Personal information
- Full name: Moisés Salvador Pérez Hellburg

Sport
- Country: Venezuela
- Sport: Amateur wrestling
- Weight class: 130 kg
- Event: Greco-Roman

Medal record
Men's Greco-Roman wrestling
Representing Venezuela
Pan American Games
| Silver medal – second place | 2019 Lima | 130 kg |
| Bronze medal – third place | 2023 Santiago | 130 kg |
Pan American Wrestling Championships
| Bronze medal – third place | 2020 Ottawa | 130 kg |
| Bronze medal – third place | 2024 Acapulco | 130 kg |
| Bronze medal – third place | 2025 Monterrey | 130 kg |
Central American and Caribbean Games
| Bronze medal – third place | 2018 Barranquilla | 130 kg |
| Bronze medal – third place | 2026 Santo Domingo | 130 kg |

= Moisés Pérez =

Venezuelan Greco-Roman wrestler

Moisés Salvador Pérez Hellburg is a Venezuelan Greco-Roman wrestler.
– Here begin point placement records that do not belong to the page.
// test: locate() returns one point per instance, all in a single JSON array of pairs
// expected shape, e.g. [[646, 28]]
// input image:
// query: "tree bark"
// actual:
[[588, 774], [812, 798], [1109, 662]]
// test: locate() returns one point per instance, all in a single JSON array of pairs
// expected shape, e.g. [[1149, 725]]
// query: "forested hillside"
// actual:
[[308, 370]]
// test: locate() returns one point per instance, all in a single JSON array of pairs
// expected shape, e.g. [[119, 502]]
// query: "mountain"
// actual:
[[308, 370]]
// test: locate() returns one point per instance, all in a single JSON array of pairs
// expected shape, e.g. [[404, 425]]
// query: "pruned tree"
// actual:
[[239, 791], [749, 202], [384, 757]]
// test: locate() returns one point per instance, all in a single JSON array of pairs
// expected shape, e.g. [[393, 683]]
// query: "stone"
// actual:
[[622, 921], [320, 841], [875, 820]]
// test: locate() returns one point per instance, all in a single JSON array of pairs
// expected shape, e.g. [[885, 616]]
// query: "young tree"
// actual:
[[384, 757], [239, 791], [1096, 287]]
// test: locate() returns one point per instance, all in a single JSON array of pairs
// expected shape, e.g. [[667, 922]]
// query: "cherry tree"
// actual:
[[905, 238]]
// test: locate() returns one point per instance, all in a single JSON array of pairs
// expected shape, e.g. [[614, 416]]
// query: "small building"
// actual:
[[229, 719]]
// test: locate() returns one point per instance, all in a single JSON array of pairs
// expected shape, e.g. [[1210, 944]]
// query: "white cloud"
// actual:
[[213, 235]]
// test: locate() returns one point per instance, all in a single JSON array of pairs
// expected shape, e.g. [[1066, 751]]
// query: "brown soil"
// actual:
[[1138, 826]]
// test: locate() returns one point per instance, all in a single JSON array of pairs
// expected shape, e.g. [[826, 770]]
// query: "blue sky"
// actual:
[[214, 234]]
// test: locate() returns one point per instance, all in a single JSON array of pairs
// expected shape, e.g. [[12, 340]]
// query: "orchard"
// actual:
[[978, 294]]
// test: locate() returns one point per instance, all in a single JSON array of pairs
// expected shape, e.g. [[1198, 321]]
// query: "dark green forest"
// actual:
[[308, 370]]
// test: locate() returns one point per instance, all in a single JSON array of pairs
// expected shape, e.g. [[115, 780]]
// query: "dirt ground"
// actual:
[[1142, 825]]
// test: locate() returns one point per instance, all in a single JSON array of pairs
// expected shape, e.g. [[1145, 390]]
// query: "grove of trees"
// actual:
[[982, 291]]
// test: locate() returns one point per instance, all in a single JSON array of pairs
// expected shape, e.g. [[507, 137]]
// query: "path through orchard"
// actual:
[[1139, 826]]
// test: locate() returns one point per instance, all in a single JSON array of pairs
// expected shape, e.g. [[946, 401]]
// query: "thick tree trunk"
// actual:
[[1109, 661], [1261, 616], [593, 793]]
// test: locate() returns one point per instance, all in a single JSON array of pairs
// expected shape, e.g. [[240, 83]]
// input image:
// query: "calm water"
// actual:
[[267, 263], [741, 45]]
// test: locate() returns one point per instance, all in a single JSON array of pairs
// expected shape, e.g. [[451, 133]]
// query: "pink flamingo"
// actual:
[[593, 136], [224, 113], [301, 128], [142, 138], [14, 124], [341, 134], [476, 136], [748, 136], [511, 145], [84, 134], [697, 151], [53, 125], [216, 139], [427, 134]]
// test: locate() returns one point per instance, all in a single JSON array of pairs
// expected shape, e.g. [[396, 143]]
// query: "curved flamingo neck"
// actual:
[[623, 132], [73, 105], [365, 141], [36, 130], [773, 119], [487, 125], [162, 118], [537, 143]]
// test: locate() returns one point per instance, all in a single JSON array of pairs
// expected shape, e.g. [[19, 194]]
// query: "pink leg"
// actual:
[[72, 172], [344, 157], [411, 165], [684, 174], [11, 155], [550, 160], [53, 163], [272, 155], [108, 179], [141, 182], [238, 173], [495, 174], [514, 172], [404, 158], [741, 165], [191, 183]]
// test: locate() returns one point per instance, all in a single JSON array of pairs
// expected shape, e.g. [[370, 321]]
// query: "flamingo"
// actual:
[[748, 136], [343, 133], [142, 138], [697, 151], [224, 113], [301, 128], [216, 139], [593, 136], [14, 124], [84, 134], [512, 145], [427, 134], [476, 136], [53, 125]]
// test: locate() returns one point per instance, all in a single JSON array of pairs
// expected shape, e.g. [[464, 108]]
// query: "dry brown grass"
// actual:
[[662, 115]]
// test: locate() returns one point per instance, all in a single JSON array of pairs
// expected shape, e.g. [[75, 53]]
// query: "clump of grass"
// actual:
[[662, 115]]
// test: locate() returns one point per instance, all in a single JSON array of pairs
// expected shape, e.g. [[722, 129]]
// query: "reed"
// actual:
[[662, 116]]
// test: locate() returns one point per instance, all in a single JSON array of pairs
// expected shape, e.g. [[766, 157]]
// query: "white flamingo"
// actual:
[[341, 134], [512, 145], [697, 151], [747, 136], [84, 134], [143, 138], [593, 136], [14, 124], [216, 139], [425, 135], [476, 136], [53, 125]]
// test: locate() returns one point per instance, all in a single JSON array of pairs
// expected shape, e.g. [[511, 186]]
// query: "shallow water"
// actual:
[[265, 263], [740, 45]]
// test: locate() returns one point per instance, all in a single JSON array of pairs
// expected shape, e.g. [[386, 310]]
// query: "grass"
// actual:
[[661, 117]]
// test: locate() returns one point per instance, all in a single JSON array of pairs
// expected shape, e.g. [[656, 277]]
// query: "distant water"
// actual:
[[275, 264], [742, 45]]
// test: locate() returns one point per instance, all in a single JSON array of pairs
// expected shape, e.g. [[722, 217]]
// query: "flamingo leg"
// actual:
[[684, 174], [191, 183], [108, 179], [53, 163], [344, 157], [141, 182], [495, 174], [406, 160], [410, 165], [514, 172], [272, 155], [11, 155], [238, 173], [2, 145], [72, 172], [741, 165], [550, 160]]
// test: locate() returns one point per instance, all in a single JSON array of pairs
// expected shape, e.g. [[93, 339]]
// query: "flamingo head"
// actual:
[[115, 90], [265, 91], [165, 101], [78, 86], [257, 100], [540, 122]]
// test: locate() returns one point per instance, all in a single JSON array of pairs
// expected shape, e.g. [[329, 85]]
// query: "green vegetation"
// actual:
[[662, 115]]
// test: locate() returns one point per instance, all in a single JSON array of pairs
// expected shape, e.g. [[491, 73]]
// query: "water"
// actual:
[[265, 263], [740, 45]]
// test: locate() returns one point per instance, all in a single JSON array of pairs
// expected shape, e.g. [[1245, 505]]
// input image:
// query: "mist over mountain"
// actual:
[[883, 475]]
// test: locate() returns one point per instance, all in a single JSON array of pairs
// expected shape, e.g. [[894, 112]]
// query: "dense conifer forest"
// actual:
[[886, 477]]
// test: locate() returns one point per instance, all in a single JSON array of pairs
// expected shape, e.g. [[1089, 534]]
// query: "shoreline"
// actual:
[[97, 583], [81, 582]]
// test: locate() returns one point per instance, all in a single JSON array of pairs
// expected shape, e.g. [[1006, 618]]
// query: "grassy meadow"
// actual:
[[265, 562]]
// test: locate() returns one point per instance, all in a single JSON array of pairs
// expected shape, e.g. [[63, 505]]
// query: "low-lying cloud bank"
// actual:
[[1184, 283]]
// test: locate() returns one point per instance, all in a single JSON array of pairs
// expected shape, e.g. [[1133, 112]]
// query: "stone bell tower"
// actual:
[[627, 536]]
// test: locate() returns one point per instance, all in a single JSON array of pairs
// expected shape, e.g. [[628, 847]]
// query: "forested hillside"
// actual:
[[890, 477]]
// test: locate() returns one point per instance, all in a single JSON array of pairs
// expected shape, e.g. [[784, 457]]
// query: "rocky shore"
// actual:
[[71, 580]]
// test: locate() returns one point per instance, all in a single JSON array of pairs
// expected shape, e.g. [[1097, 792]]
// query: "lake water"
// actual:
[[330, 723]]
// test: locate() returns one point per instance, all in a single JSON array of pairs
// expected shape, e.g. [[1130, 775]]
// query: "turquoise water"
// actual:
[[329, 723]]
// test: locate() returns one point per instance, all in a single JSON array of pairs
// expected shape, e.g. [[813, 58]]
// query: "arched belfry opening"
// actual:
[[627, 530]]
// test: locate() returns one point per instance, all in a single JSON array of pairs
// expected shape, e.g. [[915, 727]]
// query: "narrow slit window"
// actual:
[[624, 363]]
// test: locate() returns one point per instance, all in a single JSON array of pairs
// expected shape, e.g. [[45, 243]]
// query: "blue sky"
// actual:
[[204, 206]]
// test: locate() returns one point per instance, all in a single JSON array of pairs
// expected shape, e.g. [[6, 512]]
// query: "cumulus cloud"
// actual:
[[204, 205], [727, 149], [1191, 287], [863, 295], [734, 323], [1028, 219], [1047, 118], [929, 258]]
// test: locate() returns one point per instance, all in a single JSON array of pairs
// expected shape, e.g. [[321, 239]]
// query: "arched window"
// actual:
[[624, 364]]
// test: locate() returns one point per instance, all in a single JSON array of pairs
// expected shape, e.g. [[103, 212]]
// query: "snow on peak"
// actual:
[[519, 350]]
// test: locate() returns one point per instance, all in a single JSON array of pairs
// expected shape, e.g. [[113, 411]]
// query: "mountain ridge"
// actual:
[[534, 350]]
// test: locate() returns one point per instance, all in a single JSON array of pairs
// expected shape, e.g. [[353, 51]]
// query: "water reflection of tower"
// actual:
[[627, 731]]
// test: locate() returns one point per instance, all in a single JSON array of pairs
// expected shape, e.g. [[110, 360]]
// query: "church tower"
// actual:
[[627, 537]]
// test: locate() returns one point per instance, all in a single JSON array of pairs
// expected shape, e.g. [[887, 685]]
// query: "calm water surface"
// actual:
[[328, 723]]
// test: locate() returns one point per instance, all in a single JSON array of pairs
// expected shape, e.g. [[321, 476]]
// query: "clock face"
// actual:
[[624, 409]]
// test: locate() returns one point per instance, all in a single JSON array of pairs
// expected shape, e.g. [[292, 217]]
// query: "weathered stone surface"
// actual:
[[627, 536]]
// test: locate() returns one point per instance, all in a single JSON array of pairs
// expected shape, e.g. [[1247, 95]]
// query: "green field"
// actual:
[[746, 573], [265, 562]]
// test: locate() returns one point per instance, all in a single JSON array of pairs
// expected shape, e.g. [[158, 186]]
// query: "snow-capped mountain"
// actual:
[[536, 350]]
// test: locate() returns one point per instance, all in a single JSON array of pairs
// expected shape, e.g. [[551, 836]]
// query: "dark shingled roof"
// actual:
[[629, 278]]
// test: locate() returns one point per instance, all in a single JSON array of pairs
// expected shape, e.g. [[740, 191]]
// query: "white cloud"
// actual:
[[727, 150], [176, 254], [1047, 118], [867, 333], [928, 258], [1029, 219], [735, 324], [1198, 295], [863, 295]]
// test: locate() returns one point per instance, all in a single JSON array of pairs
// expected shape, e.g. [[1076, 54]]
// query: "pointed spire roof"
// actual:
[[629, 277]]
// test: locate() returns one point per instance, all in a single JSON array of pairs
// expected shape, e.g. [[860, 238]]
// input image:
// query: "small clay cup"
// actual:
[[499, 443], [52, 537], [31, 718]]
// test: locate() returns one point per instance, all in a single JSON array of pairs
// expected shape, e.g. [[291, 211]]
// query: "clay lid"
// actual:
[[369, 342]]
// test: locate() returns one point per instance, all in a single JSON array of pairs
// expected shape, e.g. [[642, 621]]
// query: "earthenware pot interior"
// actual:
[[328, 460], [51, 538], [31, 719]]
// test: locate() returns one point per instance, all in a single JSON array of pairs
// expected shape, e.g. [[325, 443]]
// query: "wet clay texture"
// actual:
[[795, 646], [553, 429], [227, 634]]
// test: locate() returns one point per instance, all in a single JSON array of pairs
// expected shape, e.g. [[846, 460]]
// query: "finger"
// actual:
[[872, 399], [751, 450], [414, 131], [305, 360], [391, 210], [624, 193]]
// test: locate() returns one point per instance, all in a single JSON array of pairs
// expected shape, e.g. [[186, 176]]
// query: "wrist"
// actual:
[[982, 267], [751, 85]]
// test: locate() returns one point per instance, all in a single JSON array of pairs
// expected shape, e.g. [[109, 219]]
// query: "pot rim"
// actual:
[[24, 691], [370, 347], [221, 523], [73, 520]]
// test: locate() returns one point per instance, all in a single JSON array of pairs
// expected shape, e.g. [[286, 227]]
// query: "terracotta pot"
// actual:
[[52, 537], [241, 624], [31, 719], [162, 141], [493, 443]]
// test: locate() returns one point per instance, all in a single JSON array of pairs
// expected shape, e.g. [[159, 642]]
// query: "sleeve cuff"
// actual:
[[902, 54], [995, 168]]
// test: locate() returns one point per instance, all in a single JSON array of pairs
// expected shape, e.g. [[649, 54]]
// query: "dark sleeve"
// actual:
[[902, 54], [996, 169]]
He won the silver medal in the 130 kg event at the 2019 Pan American Games held in Lima, Peru. In the final, he lost against Mijaín López of Cuba.

== Career ==

At the 2020 Pan American Wrestling Championships held in Ottawa, Canada, Pérez won one of the bronze medals in the 130 kg event. He also competed in the 2020 Pan American Wrestling Olympic Qualification Tournament, also held in Ottawa, Canada, without qualifying for the 2020 Summer Olympics. In May 2021, Pérez also failed to qualify for the Olympics at the World Olympic Qualification Tournament held in Sofia, Bulgaria as he was eliminated in his first match by Arata Sonoda of Japan.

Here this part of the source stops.